OOM error while generating latents from Unet for Self attention guidelines diffusion

Hi everyone, I’m trying to implement Diffusion v1.5 with Self-attention guidance (Self-Attention Guidance).

I’m writing my own inference pipeline with diffusers and I’m loading the weights for the autoencoder, unet, tokenizer and text_encoder of the model with half precision weights. I’m running this Colab T4 GPU

# Autoencoder- latents into image space
vae = AutoencoderKL.from_pretrained("runwayml/stable-diffusion-v1-5", revision="fp16", torch_dtype=torch.float16, subfolder="vae")

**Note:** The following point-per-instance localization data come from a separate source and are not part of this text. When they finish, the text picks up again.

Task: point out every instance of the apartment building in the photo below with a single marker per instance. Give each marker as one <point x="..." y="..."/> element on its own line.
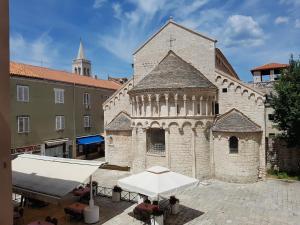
<point x="57" y="113"/>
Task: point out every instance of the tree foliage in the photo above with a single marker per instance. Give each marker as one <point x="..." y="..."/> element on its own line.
<point x="286" y="103"/>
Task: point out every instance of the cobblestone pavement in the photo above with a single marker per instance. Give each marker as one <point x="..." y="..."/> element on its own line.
<point x="273" y="202"/>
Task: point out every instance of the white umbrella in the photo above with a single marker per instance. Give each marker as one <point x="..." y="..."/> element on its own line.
<point x="157" y="181"/>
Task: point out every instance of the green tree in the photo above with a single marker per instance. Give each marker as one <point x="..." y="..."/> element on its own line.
<point x="286" y="103"/>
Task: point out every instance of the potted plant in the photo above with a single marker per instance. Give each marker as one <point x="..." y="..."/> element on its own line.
<point x="174" y="202"/>
<point x="157" y="217"/>
<point x="116" y="194"/>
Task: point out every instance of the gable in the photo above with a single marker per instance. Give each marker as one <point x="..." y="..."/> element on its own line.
<point x="173" y="72"/>
<point x="171" y="22"/>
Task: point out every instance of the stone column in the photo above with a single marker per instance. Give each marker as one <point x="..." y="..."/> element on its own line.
<point x="138" y="113"/>
<point x="201" y="98"/>
<point x="193" y="152"/>
<point x="132" y="106"/>
<point x="143" y="106"/>
<point x="206" y="106"/>
<point x="193" y="100"/>
<point x="157" y="102"/>
<point x="176" y="104"/>
<point x="150" y="103"/>
<point x="168" y="153"/>
<point x="213" y="106"/>
<point x="184" y="105"/>
<point x="167" y="103"/>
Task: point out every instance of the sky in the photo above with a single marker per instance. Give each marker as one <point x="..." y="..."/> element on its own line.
<point x="250" y="33"/>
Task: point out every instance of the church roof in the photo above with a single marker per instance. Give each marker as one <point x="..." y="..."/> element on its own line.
<point x="178" y="25"/>
<point x="43" y="73"/>
<point x="121" y="122"/>
<point x="173" y="72"/>
<point x="235" y="121"/>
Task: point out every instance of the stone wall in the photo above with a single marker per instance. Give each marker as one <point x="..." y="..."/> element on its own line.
<point x="118" y="102"/>
<point x="191" y="47"/>
<point x="118" y="148"/>
<point x="237" y="167"/>
<point x="247" y="100"/>
<point x="284" y="158"/>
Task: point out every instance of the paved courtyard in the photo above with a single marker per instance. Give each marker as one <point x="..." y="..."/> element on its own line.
<point x="273" y="202"/>
<point x="213" y="202"/>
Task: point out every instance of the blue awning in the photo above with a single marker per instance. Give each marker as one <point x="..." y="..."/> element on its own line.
<point x="90" y="140"/>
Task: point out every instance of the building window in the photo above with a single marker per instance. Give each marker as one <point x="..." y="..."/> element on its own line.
<point x="233" y="144"/>
<point x="59" y="122"/>
<point x="23" y="124"/>
<point x="216" y="108"/>
<point x="272" y="135"/>
<point x="22" y="93"/>
<point x="178" y="109"/>
<point x="87" y="121"/>
<point x="156" y="141"/>
<point x="59" y="96"/>
<point x="198" y="108"/>
<point x="87" y="100"/>
<point x="271" y="117"/>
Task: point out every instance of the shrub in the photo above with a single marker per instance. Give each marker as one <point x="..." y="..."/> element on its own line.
<point x="157" y="212"/>
<point x="117" y="189"/>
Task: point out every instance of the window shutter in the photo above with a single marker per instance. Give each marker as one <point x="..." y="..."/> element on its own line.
<point x="26" y="94"/>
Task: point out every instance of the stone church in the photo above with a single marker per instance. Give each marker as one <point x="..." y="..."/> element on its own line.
<point x="185" y="108"/>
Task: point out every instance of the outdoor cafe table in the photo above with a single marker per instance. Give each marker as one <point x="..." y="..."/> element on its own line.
<point x="143" y="208"/>
<point x="81" y="191"/>
<point x="40" y="222"/>
<point x="77" y="207"/>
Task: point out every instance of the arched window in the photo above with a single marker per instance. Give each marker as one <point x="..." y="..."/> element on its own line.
<point x="233" y="144"/>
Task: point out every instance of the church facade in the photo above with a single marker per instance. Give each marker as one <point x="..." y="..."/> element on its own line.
<point x="185" y="108"/>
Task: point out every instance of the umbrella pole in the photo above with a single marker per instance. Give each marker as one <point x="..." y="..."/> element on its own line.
<point x="91" y="202"/>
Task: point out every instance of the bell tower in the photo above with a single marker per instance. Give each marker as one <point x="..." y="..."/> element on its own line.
<point x="81" y="65"/>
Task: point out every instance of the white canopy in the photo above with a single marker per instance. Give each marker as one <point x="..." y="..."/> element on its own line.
<point x="157" y="181"/>
<point x="49" y="176"/>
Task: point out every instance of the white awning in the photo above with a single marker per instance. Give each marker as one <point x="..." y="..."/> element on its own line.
<point x="49" y="176"/>
<point x="56" y="142"/>
<point x="157" y="181"/>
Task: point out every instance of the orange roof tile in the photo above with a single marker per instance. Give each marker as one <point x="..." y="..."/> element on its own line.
<point x="270" y="66"/>
<point x="25" y="70"/>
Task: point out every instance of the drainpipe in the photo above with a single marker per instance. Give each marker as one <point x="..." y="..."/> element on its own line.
<point x="74" y="125"/>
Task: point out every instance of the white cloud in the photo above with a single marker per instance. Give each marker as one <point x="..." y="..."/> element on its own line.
<point x="98" y="3"/>
<point x="135" y="24"/>
<point x="297" y="23"/>
<point x="242" y="30"/>
<point x="117" y="8"/>
<point x="36" y="52"/>
<point x="281" y="20"/>
<point x="290" y="2"/>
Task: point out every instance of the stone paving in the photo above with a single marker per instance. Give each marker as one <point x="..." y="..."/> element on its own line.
<point x="273" y="202"/>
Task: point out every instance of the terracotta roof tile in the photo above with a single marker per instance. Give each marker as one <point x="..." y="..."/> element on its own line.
<point x="25" y="70"/>
<point x="270" y="66"/>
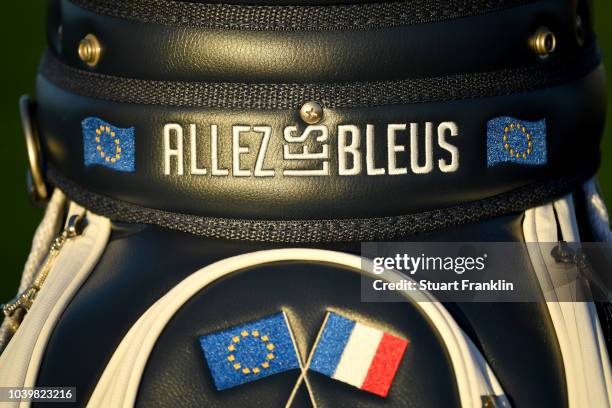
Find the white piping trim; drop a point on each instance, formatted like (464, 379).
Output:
(585, 357)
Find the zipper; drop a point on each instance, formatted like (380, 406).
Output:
(16, 309)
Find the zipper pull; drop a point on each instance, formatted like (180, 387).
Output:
(15, 310)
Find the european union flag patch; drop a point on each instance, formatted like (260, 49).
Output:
(250, 351)
(516, 141)
(107, 145)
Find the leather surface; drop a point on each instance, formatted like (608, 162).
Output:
(180, 52)
(143, 263)
(334, 196)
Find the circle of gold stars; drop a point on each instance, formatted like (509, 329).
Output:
(105, 130)
(515, 153)
(248, 370)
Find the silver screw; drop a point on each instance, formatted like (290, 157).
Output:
(311, 112)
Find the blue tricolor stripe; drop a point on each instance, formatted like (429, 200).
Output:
(331, 344)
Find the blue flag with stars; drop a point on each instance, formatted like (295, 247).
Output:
(107, 145)
(516, 141)
(251, 351)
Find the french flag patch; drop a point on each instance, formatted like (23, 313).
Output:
(356, 354)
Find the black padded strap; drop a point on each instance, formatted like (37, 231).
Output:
(294, 17)
(330, 95)
(333, 230)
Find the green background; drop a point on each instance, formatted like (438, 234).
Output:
(23, 40)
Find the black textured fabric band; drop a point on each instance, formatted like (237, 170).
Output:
(331, 95)
(336, 230)
(335, 17)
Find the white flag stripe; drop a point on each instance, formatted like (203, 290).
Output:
(358, 355)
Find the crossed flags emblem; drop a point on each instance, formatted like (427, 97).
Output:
(345, 350)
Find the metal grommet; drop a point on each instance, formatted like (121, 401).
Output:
(311, 112)
(36, 182)
(543, 42)
(90, 50)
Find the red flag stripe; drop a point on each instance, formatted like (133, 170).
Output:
(384, 365)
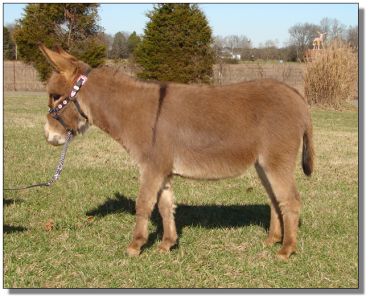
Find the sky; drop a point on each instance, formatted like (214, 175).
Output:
(259, 22)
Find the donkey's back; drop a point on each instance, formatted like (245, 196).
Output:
(217, 132)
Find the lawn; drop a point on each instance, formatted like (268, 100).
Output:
(75, 233)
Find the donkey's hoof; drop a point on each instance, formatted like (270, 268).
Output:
(284, 253)
(132, 251)
(165, 245)
(270, 241)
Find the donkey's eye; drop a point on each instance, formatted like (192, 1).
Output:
(55, 97)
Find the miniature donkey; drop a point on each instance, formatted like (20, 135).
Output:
(194, 131)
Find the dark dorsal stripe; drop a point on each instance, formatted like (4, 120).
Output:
(162, 94)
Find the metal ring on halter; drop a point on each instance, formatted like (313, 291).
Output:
(58, 170)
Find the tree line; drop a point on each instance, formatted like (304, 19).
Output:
(177, 44)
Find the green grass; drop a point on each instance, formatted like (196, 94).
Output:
(221, 224)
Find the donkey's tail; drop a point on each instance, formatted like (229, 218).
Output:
(308, 152)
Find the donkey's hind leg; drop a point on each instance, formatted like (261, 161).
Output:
(275, 233)
(151, 184)
(283, 186)
(166, 208)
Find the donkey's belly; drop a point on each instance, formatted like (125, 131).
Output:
(215, 166)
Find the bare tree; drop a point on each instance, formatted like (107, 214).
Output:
(302, 36)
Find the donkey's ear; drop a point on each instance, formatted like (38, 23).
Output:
(65, 65)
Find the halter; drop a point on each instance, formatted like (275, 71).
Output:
(71, 98)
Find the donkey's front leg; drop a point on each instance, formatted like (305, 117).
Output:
(150, 185)
(166, 208)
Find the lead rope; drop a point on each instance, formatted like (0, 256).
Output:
(58, 170)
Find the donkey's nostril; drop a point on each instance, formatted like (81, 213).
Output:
(52, 137)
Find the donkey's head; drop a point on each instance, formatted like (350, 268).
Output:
(65, 113)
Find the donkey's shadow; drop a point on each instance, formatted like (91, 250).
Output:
(207, 216)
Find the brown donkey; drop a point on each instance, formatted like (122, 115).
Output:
(195, 131)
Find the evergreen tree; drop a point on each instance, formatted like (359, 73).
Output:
(73, 26)
(176, 45)
(8, 45)
(119, 46)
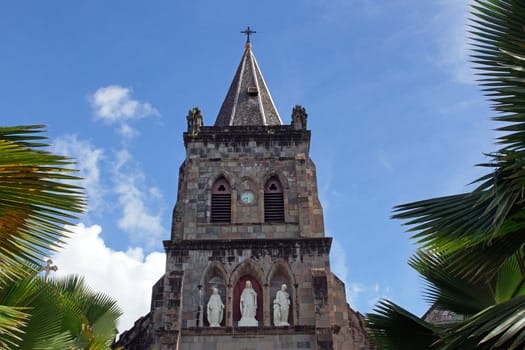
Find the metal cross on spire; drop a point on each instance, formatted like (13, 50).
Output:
(247, 32)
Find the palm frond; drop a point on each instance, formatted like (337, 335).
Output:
(393, 328)
(35, 202)
(447, 290)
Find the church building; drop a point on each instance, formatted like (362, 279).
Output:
(248, 260)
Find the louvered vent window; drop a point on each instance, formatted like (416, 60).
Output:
(273, 201)
(221, 201)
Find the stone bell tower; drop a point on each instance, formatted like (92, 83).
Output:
(248, 261)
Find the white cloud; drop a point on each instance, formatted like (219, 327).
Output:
(355, 291)
(125, 276)
(453, 46)
(87, 158)
(115, 105)
(136, 218)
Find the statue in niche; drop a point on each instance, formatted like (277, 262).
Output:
(248, 304)
(299, 117)
(281, 307)
(194, 120)
(215, 309)
(200, 303)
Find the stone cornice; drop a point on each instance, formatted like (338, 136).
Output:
(282, 134)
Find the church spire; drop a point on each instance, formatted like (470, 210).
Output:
(248, 101)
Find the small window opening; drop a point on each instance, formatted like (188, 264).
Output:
(273, 201)
(221, 201)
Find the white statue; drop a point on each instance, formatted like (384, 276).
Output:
(281, 307)
(215, 309)
(248, 304)
(200, 306)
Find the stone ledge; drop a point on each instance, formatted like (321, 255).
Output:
(302, 243)
(245, 332)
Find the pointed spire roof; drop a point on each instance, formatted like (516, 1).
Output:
(248, 101)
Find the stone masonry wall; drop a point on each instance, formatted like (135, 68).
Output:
(247, 164)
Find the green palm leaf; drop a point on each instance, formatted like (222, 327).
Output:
(393, 328)
(35, 202)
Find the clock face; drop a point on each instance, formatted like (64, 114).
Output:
(247, 197)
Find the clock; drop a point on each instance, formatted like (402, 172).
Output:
(247, 197)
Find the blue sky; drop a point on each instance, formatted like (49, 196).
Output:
(393, 107)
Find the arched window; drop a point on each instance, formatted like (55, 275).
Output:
(221, 201)
(273, 201)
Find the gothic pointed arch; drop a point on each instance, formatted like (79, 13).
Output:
(273, 200)
(251, 271)
(221, 195)
(279, 275)
(214, 276)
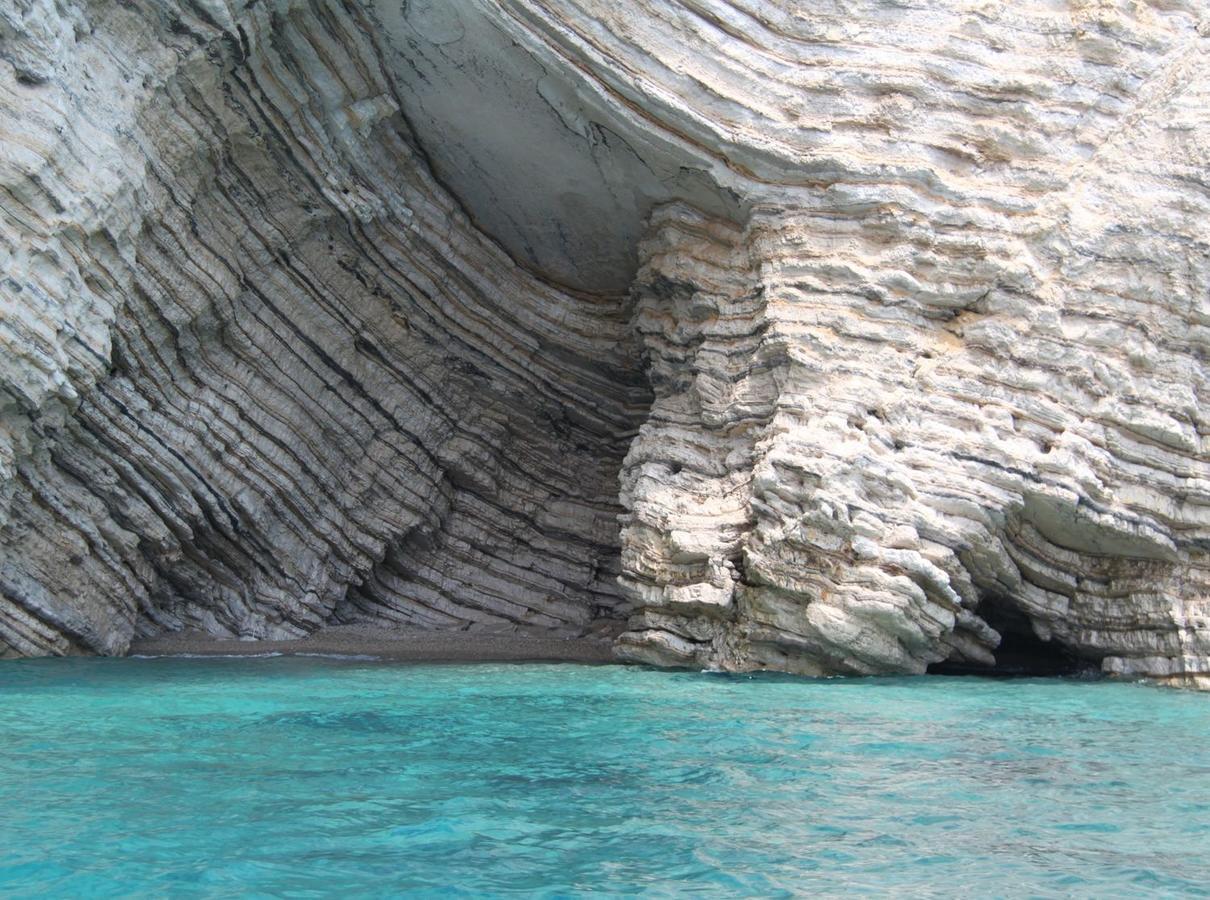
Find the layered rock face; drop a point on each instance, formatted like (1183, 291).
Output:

# Tokenizer and Text encoder to tokenize and encode the prompt
tokenizer = CLIPTokenizer.from_pretrained("runwayml/stable-diffusion-v1-5", torch_dtype=torch.float16, subfolder="tokenizer")
text_encoder = CLIPTextModel.from_pretrained("runwayml/stable-diffusion-v1-5", torch_dtype=torch.float16, subfolder="text_encoder")

# UNet- generate latents
unet = UNet2DConditionModel.from_pretrained("runwayml/stable-diffusion-v1-5", revision="fp16", torch_dtype=torch.float16, subfolder="unet")

# The noise scheduler
# PNDMScheduler
scheduler = PNDMScheduler(beta_start=0.00085, beta_end=0.012, beta_schedule="scaled_linear", num_train_timesteps=1000)

I’m running this for 50 inference timesteps
While running my denoising loop below, I’m running into OOM while generating latents using unet.

# forward and give guidance
degraded_pred = unet(degraded_latents, t, encoder_hidden_states=uncond_emb).sample

This is my denoising loop-

with unet.mid_block.attentions[0].register_forward_hook(get_map_size):
        for i, t in tqdm(enumerate(scheduler.timesteps), total=len(scheduler.timesteps)):
            # expand the latents to avoid doing two forward passes.
            latent_model_input = torch.cat([latents] * 2)
            # Scale the latents (preconditioning):
            latent_model_input = scheduler.scale_model_input(latent_model_input, t)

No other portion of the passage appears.